Souvenir de Gino

, par Antonella Braga

Je voudrais rappeler quelques qualités humaines de Gino Majocchi, qualités qui ne trouvent pas assez de reconnaissance dans notre monde difficile, mais qui font plutôt la différence dans la définition de la valeur d’une personne et de ses relations. Je voudrais rappeler sa gentillesse et sa disponibilité authentiques, l’attention qu’il a toujours eue envers les personnes qu’il rencontrait et dans la réalisation des actions qu’il a promues.
Je pense à l’attention qu’il a mise dans son enseignement, pour faire grandir ses élèves de manière autonome, les mettre en valeur en les plaçant vraiment au centre du parcours de formation, pour développer en eux une conscience morale et une vocation politique, les rendre passionnés par la connaissance de l’histoire, comme science rigoureuse mais aussi comme étude toujours liée à un sentiment civil, les enthousiasmer envers l’idéal kantien de paix et d’unité entre les peuples qui constituait pour lui un véritable impératif catégorique de raison morale et politique.
Pour des générations d’étudiants, au lycée et à l’université, pour moi comme pour beaucoup d’autres plus jeunes, Gino a été un point de référence fondamental pour notre croissance. De lui, nous avons appris ce que signifie, dans la vie quotidienne, faire de la contradiction entre les faits et les valeurs une affaire personnelle.
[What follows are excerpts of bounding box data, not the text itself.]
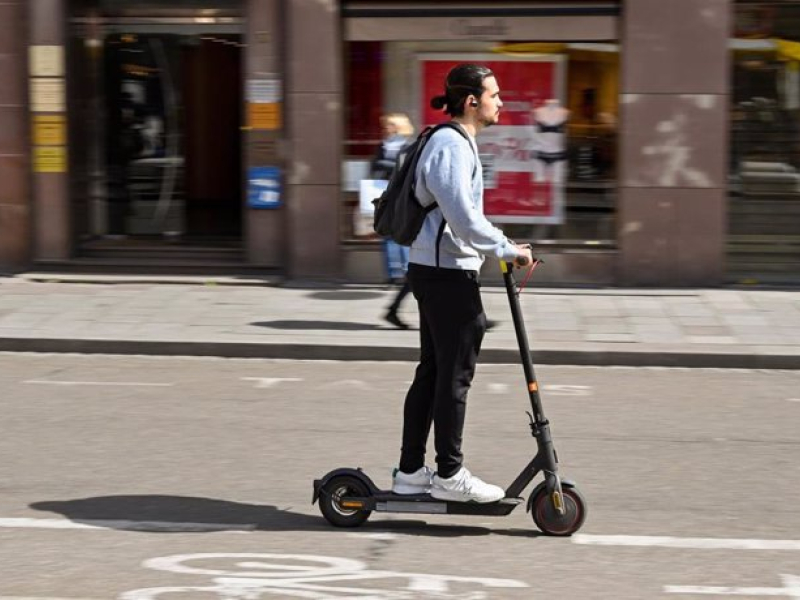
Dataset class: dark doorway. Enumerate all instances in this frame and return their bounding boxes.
[68,0,244,260]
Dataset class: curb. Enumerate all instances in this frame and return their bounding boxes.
[0,338,800,370]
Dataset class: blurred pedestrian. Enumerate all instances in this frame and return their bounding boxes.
[370,113,414,329]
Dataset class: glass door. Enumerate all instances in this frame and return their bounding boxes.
[70,3,243,246]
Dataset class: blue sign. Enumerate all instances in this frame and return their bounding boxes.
[247,167,281,208]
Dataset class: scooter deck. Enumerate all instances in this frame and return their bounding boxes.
[341,490,523,517]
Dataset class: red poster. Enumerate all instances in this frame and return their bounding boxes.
[419,54,567,224]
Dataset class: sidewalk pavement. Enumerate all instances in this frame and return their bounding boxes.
[0,273,800,369]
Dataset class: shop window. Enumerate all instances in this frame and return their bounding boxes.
[728,2,800,283]
[342,41,619,248]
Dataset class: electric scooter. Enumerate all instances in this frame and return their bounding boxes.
[312,259,586,536]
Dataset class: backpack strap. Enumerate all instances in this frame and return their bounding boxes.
[425,122,477,269]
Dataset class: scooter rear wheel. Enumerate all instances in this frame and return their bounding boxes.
[319,475,372,527]
[531,486,586,536]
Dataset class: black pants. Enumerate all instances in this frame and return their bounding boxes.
[389,277,411,313]
[400,263,486,477]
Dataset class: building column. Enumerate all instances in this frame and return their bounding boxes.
[26,0,73,261]
[285,0,344,279]
[617,0,732,286]
[243,0,288,267]
[0,0,32,270]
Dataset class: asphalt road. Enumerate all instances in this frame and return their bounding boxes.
[0,354,800,600]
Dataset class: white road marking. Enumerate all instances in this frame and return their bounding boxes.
[119,553,528,600]
[347,533,399,541]
[571,533,800,551]
[486,383,508,394]
[22,379,175,387]
[0,596,99,600]
[325,379,372,390]
[0,518,256,532]
[240,377,303,390]
[0,596,99,600]
[486,381,592,396]
[542,384,592,396]
[664,575,800,598]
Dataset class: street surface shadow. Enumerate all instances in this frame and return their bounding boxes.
[250,320,387,331]
[30,495,326,533]
[29,494,542,538]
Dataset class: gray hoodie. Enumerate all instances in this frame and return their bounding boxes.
[409,128,518,271]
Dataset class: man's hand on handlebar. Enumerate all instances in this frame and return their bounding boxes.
[514,244,534,267]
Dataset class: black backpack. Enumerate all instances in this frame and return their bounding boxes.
[372,123,469,246]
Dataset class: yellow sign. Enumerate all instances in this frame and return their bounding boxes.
[247,102,281,129]
[29,45,64,77]
[31,77,66,112]
[33,146,67,173]
[33,115,67,146]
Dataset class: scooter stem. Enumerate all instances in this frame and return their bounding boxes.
[500,261,547,425]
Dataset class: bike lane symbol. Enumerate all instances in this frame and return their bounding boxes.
[119,553,528,600]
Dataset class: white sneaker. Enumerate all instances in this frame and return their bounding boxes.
[392,467,433,495]
[431,467,506,504]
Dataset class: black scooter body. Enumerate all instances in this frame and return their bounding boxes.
[312,261,586,536]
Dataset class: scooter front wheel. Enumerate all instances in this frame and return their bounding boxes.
[319,475,372,527]
[531,485,586,536]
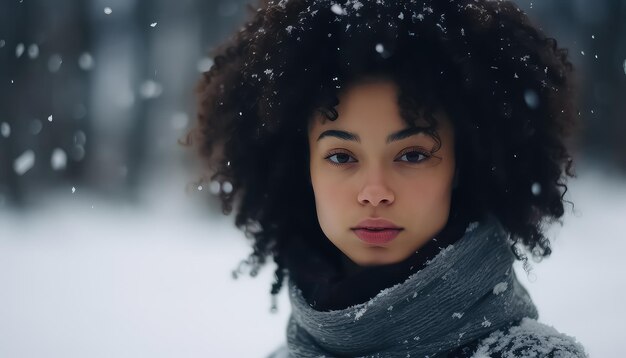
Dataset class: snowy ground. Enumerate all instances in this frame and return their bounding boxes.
[0,166,626,358]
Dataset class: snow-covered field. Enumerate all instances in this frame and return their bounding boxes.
[0,166,626,358]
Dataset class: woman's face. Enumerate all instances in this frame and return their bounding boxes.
[308,80,455,266]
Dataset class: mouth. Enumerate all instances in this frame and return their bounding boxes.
[352,228,403,245]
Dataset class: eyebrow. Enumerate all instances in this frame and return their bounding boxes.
[317,127,426,144]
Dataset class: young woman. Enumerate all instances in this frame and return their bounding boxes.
[190,0,586,357]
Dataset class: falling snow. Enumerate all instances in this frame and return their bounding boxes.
[15,43,24,58]
[28,44,39,60]
[222,181,233,194]
[493,282,509,296]
[0,122,11,138]
[78,52,94,71]
[50,148,67,170]
[530,182,541,196]
[13,149,35,175]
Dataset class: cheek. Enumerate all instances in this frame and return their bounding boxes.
[400,172,452,213]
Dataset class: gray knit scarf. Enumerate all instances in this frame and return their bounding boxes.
[287,216,537,358]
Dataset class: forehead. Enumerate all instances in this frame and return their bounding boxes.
[309,78,428,134]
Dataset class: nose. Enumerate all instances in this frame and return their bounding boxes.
[357,170,395,206]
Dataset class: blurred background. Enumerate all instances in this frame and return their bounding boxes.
[0,0,626,357]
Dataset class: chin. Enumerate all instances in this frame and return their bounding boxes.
[351,247,402,266]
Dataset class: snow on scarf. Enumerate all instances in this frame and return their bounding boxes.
[287,216,537,358]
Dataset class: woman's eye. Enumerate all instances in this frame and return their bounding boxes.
[399,150,430,163]
[326,153,356,164]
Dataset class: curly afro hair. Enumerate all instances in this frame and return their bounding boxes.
[188,0,577,308]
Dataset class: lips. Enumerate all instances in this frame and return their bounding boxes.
[352,219,404,244]
[352,219,402,230]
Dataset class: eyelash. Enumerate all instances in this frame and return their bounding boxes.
[324,148,431,166]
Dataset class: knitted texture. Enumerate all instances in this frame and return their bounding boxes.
[287,217,537,358]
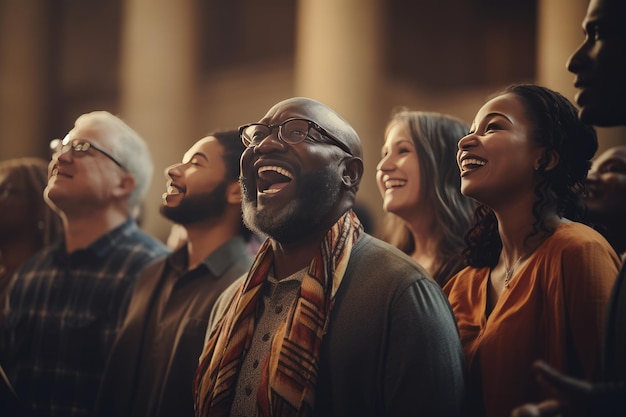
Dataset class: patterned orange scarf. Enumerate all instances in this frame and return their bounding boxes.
[194,211,363,417]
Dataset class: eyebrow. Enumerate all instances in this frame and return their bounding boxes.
[183,152,209,164]
[483,112,513,123]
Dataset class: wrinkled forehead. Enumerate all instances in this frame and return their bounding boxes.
[259,97,363,157]
[585,0,626,29]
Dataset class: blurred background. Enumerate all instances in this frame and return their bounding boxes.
[0,0,626,239]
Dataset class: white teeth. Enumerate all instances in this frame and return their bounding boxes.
[258,165,293,179]
[461,158,485,169]
[385,180,406,188]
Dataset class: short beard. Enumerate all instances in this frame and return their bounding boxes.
[160,181,227,226]
[241,167,341,243]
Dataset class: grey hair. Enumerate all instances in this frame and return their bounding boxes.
[75,110,154,213]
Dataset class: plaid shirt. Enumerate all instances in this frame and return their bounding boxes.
[0,219,168,417]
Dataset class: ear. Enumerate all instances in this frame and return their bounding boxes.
[226,181,242,204]
[113,174,136,197]
[535,151,559,171]
[341,156,363,192]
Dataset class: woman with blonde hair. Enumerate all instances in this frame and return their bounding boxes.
[376,109,475,286]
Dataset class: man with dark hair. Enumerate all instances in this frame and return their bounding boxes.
[96,131,252,417]
[194,98,464,417]
[513,0,626,417]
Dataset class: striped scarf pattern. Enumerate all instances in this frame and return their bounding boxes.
[194,210,363,417]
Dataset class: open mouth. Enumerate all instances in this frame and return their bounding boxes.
[384,179,406,190]
[166,183,185,195]
[50,167,72,178]
[257,165,293,194]
[461,158,487,172]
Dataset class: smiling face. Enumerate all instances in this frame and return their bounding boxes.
[457,93,542,209]
[161,136,227,225]
[376,121,421,220]
[44,121,131,216]
[241,99,358,243]
[567,0,626,126]
[585,146,626,225]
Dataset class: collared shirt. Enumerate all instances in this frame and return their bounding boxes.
[0,219,168,416]
[230,267,308,417]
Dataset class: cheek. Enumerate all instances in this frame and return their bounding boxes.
[239,148,253,174]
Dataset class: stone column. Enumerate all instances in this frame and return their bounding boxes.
[294,0,387,234]
[0,0,50,159]
[537,0,626,154]
[120,0,199,239]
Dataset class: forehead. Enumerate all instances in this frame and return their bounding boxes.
[68,121,114,144]
[183,136,224,162]
[595,146,626,163]
[474,93,528,124]
[583,0,626,30]
[385,120,413,143]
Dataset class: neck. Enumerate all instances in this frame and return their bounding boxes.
[0,233,41,276]
[185,212,241,270]
[496,203,566,262]
[61,211,128,253]
[271,233,325,280]
[405,210,441,276]
[407,225,441,276]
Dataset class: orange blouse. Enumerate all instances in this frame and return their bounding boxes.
[444,223,620,417]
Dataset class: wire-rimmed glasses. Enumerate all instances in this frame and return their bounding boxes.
[50,135,126,171]
[239,118,352,155]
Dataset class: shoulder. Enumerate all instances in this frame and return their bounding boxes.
[341,234,441,298]
[538,222,617,259]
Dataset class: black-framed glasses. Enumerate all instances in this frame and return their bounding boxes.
[239,119,352,156]
[50,134,126,171]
C’était aussi le cas pour des générations de militants fédéralistes dans toute la péninsule, car Gino ne s’est jamais retiré, il était toujours disponible avec sa gentillesse exquise pour aller faire une conférence, un séminaire, un cours dans les écoles, même dans les territoires les plus périphériques et difficilement accessibles. Il a ainsi contribué à faire grandir des générations de nouveaux militants et, après les avoir aidés à grandir, il ne les a pas rappelés à lui, pour en faire des disciples d’un cercle magique clos, mais les a invités à se mouvoir de manière autonome et responsable, à se rendre sur le terrain et à créer de nouvelles sections.
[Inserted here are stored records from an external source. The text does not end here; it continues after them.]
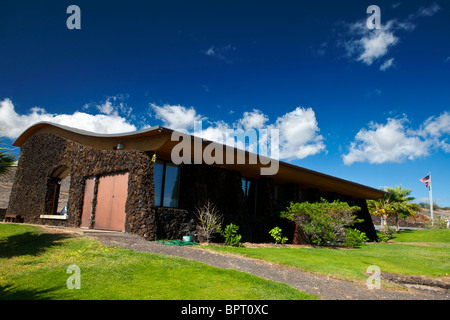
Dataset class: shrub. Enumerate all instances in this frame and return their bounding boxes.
[425,217,447,229]
[220,223,242,247]
[377,226,395,242]
[196,200,222,243]
[281,198,363,245]
[269,227,288,243]
[343,228,369,248]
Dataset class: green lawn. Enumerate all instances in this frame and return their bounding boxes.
[204,229,450,281]
[0,224,315,300]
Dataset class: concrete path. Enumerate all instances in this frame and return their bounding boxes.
[84,230,450,300]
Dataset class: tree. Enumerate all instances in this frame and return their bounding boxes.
[367,186,420,231]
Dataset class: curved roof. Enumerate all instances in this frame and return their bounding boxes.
[13,122,384,199]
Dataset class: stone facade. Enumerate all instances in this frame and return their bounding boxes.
[7,133,376,243]
[8,133,156,239]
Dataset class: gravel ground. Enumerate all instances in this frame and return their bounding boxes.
[66,229,450,300]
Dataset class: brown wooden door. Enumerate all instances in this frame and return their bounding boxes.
[95,173,128,231]
[81,178,95,228]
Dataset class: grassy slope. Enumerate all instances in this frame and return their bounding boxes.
[0,224,315,300]
[205,229,450,280]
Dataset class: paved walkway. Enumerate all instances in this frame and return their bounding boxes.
[79,230,450,300]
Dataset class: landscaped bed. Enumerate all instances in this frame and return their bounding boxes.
[0,224,315,300]
[202,229,450,281]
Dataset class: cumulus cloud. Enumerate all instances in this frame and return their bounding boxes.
[272,107,325,160]
[239,109,269,130]
[338,4,440,71]
[150,103,206,130]
[343,111,450,165]
[0,97,325,159]
[203,44,236,64]
[151,104,325,160]
[0,99,136,139]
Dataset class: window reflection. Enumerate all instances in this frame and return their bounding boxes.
[153,160,180,208]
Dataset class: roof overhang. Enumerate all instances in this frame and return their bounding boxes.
[13,122,384,199]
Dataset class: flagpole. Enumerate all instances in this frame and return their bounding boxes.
[428,173,434,226]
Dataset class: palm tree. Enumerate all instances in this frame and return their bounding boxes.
[367,186,420,231]
[386,186,420,231]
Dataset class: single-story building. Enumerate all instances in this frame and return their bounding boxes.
[7,122,383,242]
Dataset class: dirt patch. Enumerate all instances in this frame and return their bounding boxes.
[381,272,450,290]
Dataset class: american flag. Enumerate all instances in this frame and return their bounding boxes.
[419,175,430,187]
En fait, il savait que la force d’un mouvement ne vient pas des dirigeants, des hiérarchies, des dogmes, mais de la foi et du libre arbitre des « apôtres » comme lui, désireux de transformer leur foi en une parole d’action, capables de captiver les âmes et de déplacer les montagnes, et d’une stratégie rationnelle, à chaque fois lucidement adaptée aux changements de circonstances, pour s’efforcer de briser dialectiquement la dure carapace du monde.
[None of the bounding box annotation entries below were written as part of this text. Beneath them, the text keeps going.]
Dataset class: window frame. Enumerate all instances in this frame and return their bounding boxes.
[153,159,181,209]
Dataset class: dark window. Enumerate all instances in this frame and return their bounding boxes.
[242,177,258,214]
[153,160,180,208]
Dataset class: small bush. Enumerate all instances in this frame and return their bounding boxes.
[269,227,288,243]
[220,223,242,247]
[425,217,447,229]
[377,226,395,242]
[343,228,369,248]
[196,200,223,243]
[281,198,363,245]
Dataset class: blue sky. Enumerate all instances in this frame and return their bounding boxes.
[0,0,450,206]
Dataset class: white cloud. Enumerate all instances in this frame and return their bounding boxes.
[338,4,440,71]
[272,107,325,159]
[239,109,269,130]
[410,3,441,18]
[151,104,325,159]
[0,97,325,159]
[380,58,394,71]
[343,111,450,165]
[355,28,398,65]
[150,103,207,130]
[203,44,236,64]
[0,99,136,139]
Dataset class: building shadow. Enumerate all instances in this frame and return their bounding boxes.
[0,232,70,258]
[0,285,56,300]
C’est pourquoi Gino était un grand militant et un grand leader politique. Avec lui, une partie importante et significative de l’histoire des organisations fédéralistes, nous quitte. Dans son engagement politique, il employait la ténacité et la résistance à la fatigue et aux chutes que, peut-être, seuls les vrais cyclistes comme lui savent cultiver dans des montées solitaires ou des sprints massifs.
Je me souviens de son souci de préparer chaque initiative jusque dans les moindres détails, même les moins visibles, les plus humbles. Je le revois alors que, déjà leader national et européen du mouvement, il balayait et réaménageait seul les lieux avant une réunion à laquelle des personnalités importantes devaient participer avec lui.

J’ai beaucoup appris de lui et je l’ai aimé comme un père, parce qu’il avait envers moi, comme envers beaucoup d’autres, ce souci paternel qui consiste à suivre, même de loin, la vie d’une fille fragile, que de temps en temps il faut aller récupérer pour qu’elle ne se perde pas.
C’est pourquoi il laisse chez nombre d’entre nous un vide incommensurable, qui nous unit tous dans une douleur commune.

Cependant, Gino ne nous laisse pas seuls car les graines qu’il a semées et à travers lui celles ayant muri dans beaucoup de cœurs continueront à germer pendant longtemps.